Document assembly is an efficiency and quality control tool. Time spent on a document and the quality of the document are often perceived to have a direct correlation. The more time you spend on a document, the better the quality of the document. Document assembly can be cost-justified when you need to achieve a certain level of consistent quality, but your clients are NOT willing to pay for the time to achieve that level of quality. It is then that you need to look at efficiency tools which preserve the quality while decreasing the time expended to achieve that level of quality.
There are two reasons attorneys begin to explore document assembly. The primary reason is usually: “Help. I’m losing money on these transactions because my client is unwilling to pay my bill”.
The more apt reason should be: “Wow! I could make a fortune if I automated these transactional documents, and charged my clients a flat fee or minimum fee”. Document assembly systems have reduced drafting time for some documents by 1000-fold, and produced drafts that were error-free.
Document assembly is cost-justified if you find yourself specializing in a particular area of law or type of transaction, and hope to increase your profit margin. View it as an investment in your clients. You put time up front (which may or may not be billable). And in return, the volume of transactions you can handle and the profit margin on those transactions will increase.
Assessing R.O.I. on Document Automation
You should assess the potential profit margin on each category of documents you choose to automate. In a corporation, this is an easy job. When you are paying employees a salary or bringing work in-house, the formula is simple: (hours saved from automation * hourly salary) OR (outside counsel legal fees saved) over a designated period versus cost of automation. The cost of automation includes the costs of the software, employee development time and any outside consulting fees. As a rule of thumb, you should get a complete return on your investment within six months of completion of the automation project.
R.O.I. for High Volume/Low Profit Margin Documents
With high volume/low profit margin documents, document assembly captures revenue by making existing employees more productive and minimizing time spent on marginally profitable activities. The return on investment (“ROI”) in high volume/low profit margin documents will likely cover the costs spent in purchasing the software and creating the template. Only with high volumes, however, will such investments be cost-justified.
In several practice areas, documents can be found that would benefit from template automation. To select such documents, the firm should evaluate its document flow and determine both the number of similar documents created each month, as well as the average time spent generating such documents.
In assessing the “generation time”, you should include time spent on negotiation and redrafting, as well as original mark-up and word-processing. Examine and assess the full life-cycle of each document. This is because expert drafting systems save time both in the creation of the “first draft” as well as reducing the number of changes between the first draft and the “final draft”.
In assessing the “number of similar documents”, similarity should be viewed loosely.
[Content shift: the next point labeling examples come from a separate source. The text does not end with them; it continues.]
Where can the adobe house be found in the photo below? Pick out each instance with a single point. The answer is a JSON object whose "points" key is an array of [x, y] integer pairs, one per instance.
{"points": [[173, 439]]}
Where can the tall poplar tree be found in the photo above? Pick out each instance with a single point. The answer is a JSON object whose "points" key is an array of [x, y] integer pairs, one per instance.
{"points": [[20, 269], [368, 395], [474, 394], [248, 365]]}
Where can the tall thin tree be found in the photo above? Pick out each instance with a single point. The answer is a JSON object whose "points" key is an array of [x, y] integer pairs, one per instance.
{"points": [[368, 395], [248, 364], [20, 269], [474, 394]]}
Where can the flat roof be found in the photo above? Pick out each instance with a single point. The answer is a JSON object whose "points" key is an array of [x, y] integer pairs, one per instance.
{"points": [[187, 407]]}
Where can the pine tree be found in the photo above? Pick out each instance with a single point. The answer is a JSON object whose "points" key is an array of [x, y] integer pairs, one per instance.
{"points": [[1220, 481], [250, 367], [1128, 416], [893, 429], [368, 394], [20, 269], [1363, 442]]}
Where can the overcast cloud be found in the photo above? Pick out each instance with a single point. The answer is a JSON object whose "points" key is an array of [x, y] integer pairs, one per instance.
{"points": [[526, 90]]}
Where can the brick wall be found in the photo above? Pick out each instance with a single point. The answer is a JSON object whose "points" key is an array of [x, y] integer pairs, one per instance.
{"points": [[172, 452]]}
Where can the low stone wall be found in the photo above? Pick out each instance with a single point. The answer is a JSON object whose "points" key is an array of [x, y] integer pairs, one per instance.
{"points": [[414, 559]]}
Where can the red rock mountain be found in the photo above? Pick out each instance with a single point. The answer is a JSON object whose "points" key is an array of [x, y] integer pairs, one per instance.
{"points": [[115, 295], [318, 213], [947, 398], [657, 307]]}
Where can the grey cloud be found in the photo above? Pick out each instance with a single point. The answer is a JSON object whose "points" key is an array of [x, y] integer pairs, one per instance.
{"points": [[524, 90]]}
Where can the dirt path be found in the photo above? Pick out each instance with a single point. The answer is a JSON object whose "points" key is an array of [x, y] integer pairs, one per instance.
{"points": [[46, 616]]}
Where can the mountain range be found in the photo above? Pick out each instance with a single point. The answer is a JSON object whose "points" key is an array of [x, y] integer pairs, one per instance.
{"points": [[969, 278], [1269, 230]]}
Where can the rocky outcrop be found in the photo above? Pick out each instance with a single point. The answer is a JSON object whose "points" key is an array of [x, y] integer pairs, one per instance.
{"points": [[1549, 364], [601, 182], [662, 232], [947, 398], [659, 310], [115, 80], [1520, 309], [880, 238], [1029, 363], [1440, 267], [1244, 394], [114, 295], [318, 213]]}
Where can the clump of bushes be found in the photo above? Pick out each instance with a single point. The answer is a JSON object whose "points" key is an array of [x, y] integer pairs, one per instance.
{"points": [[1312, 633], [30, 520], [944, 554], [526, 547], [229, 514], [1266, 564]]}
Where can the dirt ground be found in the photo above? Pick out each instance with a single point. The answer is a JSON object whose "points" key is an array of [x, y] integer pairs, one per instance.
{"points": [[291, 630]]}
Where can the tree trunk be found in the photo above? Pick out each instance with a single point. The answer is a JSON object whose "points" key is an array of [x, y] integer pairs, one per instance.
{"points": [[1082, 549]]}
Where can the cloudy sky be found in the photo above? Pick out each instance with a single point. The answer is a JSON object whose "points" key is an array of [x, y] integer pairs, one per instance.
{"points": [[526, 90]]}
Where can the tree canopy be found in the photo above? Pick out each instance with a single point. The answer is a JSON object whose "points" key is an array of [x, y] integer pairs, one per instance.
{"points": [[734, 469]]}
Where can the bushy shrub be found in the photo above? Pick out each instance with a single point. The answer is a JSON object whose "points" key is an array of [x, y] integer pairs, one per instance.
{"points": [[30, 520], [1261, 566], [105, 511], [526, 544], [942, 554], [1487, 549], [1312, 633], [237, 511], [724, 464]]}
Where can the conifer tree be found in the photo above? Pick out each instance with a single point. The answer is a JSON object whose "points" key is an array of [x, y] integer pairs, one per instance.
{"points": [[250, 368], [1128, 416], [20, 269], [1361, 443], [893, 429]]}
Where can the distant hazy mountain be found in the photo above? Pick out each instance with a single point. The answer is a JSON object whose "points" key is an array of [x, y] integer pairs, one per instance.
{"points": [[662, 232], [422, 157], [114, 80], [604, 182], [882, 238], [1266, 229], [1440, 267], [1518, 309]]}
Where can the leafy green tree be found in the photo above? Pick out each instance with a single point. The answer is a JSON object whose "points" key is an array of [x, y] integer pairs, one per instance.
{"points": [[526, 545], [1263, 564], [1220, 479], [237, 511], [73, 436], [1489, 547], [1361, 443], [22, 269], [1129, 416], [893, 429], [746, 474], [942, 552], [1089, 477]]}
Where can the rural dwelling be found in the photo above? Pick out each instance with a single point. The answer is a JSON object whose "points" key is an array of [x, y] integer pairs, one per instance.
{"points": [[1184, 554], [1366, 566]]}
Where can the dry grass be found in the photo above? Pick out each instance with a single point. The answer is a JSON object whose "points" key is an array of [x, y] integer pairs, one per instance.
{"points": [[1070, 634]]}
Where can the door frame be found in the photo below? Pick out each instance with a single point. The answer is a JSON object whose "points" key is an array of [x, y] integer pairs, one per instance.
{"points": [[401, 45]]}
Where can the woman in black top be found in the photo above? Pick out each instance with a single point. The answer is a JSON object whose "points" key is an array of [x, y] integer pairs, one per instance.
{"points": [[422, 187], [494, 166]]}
Some documents, such as bankruptcy forms are very specific and need to be viewed individually. Other documents, such as court notices, are more generic and should be aggregated. The power of document assembly software lies in the ability to merge several documents into a single template which is easier to maintain and update. We can take 20 forms of debt instrument and merge them into a single template that addresses every type of debt instrument imaginable, including some combinations which are not imaginable.
R.O.I. For Low Volume/High Profit Margin Documents
Often overlooked in the discussion of document automation are what I call low volume/high profit margin documents. Many real estate, banking, merger and acquisition, and corporate documents fall into such categories. These documents form the bread and butter of many law firm practices. Specialists in these departments repeatedly pull up prior deal documents, carefully mark them up, and release them to their clients for large sums of money.
These documents are characterized by their length and complexity. They often run over 100 pages with multiple exhibits and addenda. They involve families of inter-related documents and schedules. They may draw on client specific data to be pulled from a matter management system or even a deal-specific database. The documents often contain arcane language that may be understood only by a specialist. Moreover, each transaction appears to defy categorization … each deal is “unique”.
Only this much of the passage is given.